Each Rate Transition Block with an input signal from a block \( a \) and an output signal to a block \( b \) is translated to a special function node \( f_{rt} \) that converts the sample time \( FTS_a = (p_a, init_a) \) of block \( a \) to the sample time \( FTS_b = (p_b, init_b) \) of block \( b \). We assume that \( p_a \) and \( p_b \) are integer multiples i.e. either \( p_a = n * p_b \) or \( p_b = n * p_a \) (\( n \in \mathbb{N}^+ \)). This is assured by selecting the Simulink check box “Ensure deterministic data transfer” of the rate transition block. In fact, this also would ensure that \( init_a = init_b \), but to be more general we only assume \( init_a \leq init_b \) here. The function node \( f_{rt} \) has an incoming channel at its input port \( p^i_a \) from \( f_a \) (function node corresponding to \( a \)) and an outgoing channel from its output port \( p^o_b \) to \( f_b \) (function node corresponding to \( b \)).

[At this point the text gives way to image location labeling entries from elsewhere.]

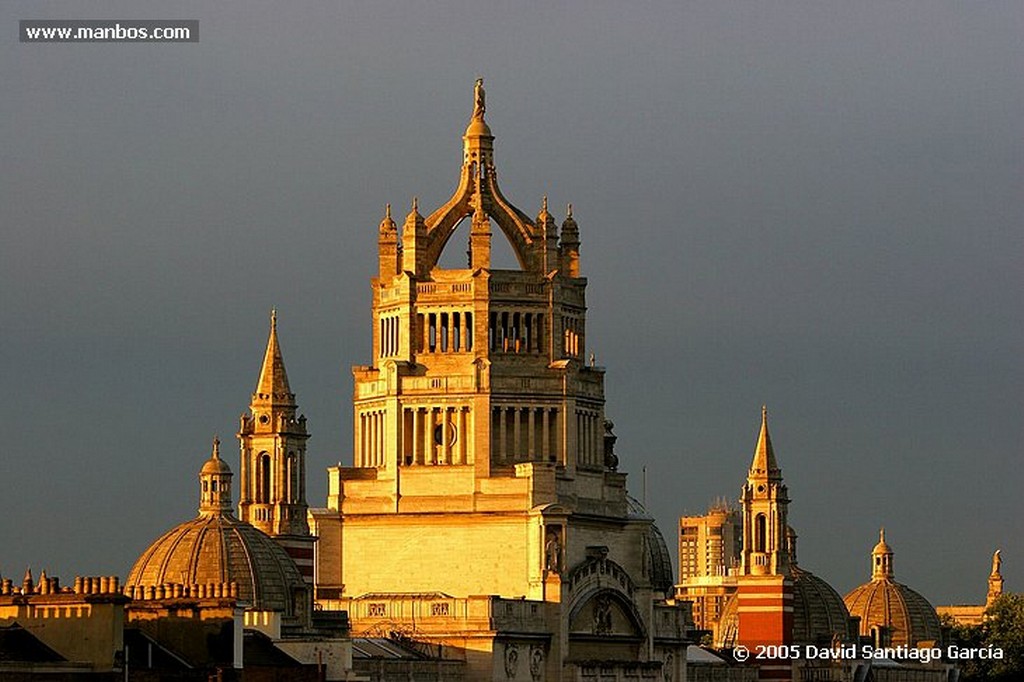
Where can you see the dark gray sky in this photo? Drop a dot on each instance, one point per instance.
(814, 205)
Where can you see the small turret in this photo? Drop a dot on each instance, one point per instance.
(215, 484)
(994, 580)
(547, 232)
(882, 559)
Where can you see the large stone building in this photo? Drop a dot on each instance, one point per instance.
(484, 513)
(890, 612)
(974, 614)
(710, 546)
(776, 602)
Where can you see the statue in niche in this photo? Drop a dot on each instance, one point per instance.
(537, 664)
(610, 459)
(553, 550)
(479, 107)
(602, 614)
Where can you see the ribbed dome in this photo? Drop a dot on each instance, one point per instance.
(220, 550)
(819, 616)
(818, 611)
(908, 616)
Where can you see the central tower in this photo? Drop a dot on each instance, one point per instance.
(478, 367)
(484, 510)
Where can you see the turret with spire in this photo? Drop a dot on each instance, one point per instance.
(272, 439)
(215, 484)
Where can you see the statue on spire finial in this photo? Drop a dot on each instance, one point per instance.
(479, 105)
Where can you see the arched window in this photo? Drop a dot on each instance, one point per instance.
(760, 533)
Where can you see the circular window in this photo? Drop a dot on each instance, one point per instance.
(442, 430)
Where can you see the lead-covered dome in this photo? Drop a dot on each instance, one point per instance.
(657, 559)
(216, 554)
(890, 611)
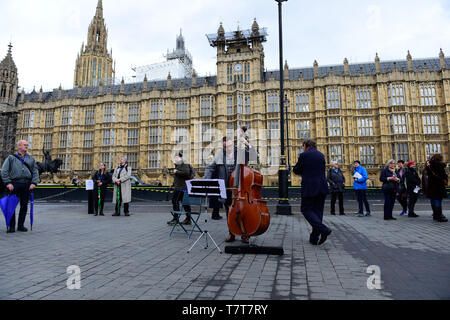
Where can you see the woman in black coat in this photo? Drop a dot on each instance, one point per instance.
(390, 181)
(336, 180)
(436, 186)
(412, 180)
(101, 180)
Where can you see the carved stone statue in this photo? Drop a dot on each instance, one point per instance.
(49, 165)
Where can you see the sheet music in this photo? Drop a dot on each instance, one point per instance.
(357, 175)
(216, 183)
(89, 185)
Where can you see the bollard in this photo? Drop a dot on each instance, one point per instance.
(90, 201)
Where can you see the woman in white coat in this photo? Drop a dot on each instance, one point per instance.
(121, 179)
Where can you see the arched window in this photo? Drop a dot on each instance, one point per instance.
(3, 91)
(99, 69)
(84, 72)
(94, 71)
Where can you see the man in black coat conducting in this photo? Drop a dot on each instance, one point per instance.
(311, 166)
(336, 179)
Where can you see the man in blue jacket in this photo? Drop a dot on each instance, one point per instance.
(311, 166)
(360, 178)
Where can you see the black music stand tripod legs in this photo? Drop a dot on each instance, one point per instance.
(205, 234)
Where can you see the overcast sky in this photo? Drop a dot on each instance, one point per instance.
(47, 34)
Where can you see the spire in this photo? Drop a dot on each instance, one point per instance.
(8, 62)
(221, 31)
(316, 69)
(377, 63)
(255, 27)
(99, 11)
(442, 60)
(409, 59)
(180, 42)
(346, 67)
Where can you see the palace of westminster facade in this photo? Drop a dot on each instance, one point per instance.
(370, 112)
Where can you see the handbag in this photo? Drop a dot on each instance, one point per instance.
(388, 187)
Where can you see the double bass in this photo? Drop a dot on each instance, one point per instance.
(248, 214)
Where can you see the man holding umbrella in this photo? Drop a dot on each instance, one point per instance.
(20, 175)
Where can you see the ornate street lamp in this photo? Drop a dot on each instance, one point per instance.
(283, 207)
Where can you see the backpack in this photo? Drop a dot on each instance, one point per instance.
(425, 181)
(191, 172)
(2, 185)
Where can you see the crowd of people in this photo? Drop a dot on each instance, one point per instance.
(400, 182)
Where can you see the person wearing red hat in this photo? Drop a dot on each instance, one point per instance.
(413, 184)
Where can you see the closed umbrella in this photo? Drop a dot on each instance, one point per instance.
(8, 205)
(31, 209)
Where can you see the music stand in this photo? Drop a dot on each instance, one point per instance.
(205, 189)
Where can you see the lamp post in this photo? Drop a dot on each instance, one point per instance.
(283, 207)
(287, 103)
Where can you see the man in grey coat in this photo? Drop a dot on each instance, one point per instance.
(20, 175)
(336, 179)
(224, 164)
(121, 179)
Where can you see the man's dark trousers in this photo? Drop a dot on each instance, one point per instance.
(312, 208)
(340, 196)
(412, 199)
(22, 191)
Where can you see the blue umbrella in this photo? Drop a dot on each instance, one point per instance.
(31, 209)
(8, 205)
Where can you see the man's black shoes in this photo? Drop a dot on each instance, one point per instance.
(323, 237)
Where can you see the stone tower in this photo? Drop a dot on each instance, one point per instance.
(8, 104)
(240, 54)
(94, 63)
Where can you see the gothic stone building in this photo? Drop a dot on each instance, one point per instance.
(370, 112)
(8, 105)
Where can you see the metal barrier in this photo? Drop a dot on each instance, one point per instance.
(142, 194)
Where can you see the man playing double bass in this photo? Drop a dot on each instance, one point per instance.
(224, 164)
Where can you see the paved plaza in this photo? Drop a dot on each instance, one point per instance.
(134, 257)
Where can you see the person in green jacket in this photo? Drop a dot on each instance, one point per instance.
(182, 173)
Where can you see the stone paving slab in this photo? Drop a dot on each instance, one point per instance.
(134, 258)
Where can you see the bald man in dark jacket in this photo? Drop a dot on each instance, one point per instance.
(311, 166)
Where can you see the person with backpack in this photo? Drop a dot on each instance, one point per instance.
(360, 178)
(390, 180)
(336, 180)
(20, 174)
(402, 193)
(182, 173)
(122, 187)
(434, 181)
(412, 180)
(101, 180)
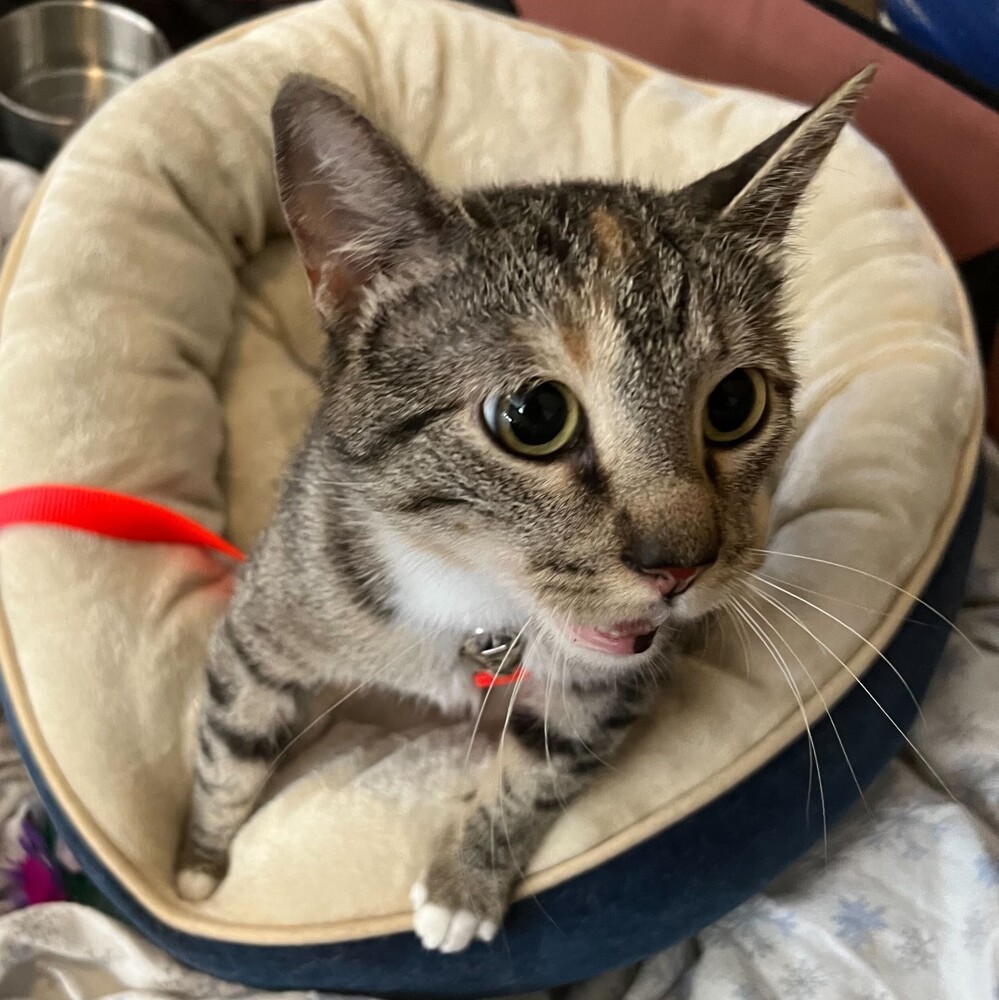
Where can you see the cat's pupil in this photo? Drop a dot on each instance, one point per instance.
(732, 401)
(538, 415)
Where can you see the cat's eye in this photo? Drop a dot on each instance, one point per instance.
(537, 421)
(735, 407)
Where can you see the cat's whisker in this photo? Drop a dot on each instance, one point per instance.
(793, 685)
(829, 597)
(839, 621)
(929, 767)
(878, 579)
(743, 639)
(818, 691)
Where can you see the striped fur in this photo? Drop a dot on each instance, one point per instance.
(402, 525)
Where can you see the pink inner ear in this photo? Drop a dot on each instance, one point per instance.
(336, 288)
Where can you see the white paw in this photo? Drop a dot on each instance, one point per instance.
(444, 930)
(196, 884)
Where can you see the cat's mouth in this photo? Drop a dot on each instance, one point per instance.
(622, 639)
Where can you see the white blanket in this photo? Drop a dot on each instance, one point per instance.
(904, 904)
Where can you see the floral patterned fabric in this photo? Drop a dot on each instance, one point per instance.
(901, 904)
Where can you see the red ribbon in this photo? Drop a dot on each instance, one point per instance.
(114, 515)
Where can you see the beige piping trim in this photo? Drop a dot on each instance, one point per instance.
(186, 919)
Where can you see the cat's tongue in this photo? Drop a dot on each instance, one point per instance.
(624, 639)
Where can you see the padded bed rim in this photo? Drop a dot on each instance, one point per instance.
(175, 914)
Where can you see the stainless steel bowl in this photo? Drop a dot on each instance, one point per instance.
(59, 61)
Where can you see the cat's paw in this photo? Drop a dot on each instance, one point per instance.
(444, 929)
(197, 884)
(198, 874)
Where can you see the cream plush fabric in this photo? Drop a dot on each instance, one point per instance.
(157, 339)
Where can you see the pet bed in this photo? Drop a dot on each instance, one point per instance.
(157, 339)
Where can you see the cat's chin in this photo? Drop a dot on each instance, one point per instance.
(624, 639)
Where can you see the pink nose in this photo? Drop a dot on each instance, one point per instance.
(673, 580)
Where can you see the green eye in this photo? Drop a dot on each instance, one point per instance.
(536, 421)
(735, 407)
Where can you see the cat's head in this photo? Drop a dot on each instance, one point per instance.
(562, 401)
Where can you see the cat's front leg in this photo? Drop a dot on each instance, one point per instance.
(539, 768)
(254, 705)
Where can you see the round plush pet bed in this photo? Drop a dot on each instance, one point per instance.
(158, 340)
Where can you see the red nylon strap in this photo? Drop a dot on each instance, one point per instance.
(101, 512)
(118, 515)
(484, 679)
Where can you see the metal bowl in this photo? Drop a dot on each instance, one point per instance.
(59, 61)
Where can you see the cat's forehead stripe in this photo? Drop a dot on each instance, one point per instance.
(610, 236)
(577, 343)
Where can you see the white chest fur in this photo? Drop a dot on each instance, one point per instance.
(431, 592)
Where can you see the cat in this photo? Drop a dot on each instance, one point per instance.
(548, 410)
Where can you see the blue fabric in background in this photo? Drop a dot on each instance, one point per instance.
(964, 33)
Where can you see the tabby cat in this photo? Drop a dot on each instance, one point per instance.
(549, 410)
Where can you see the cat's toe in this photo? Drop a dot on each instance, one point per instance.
(197, 884)
(445, 930)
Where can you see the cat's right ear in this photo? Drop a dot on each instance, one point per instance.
(356, 206)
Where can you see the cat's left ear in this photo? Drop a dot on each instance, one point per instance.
(759, 192)
(356, 206)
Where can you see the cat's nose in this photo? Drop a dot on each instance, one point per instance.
(652, 560)
(673, 580)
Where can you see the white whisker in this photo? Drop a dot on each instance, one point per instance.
(813, 751)
(839, 621)
(815, 688)
(877, 579)
(797, 620)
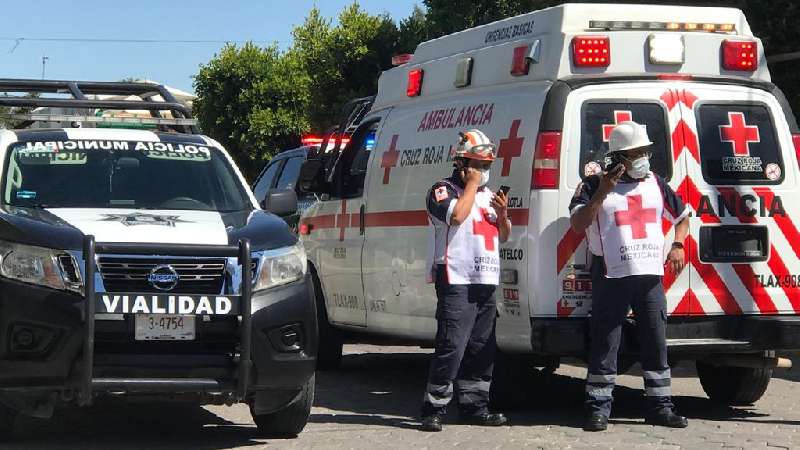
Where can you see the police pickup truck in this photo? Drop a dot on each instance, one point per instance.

The characteristic of \( f_{rt} \) depends on the following:

1. If \( p_a > p_b \), we add an input port \( p^i_a \to f_{rt} \) triggered by a \( Source \) node \( \phi_{rt} \) with an event pattern that implements \( FTS_a \setminus FTS_b \). Furthermore, we add a \( Shared \) data node that is written from a second output port \( p^o_w \) and has a read channel to \( p^i_a \). This data node is necessary to store the latest event received at \( p^i_a \). The transition system then contains a transition from \( p^i_a \) to \( p^o_w \) and from \( p^o_w \) to \( p^o_b \). If furthermore \( FTS_a \in FTS_b \), there exists also a transition from \( p^i_a \) to \( p^o_b \). If otherwise \( FTS_a \notin FTS_b \), there exists no such transition, because block \( a \) and \( b \) never run at the same time-step in Simulink.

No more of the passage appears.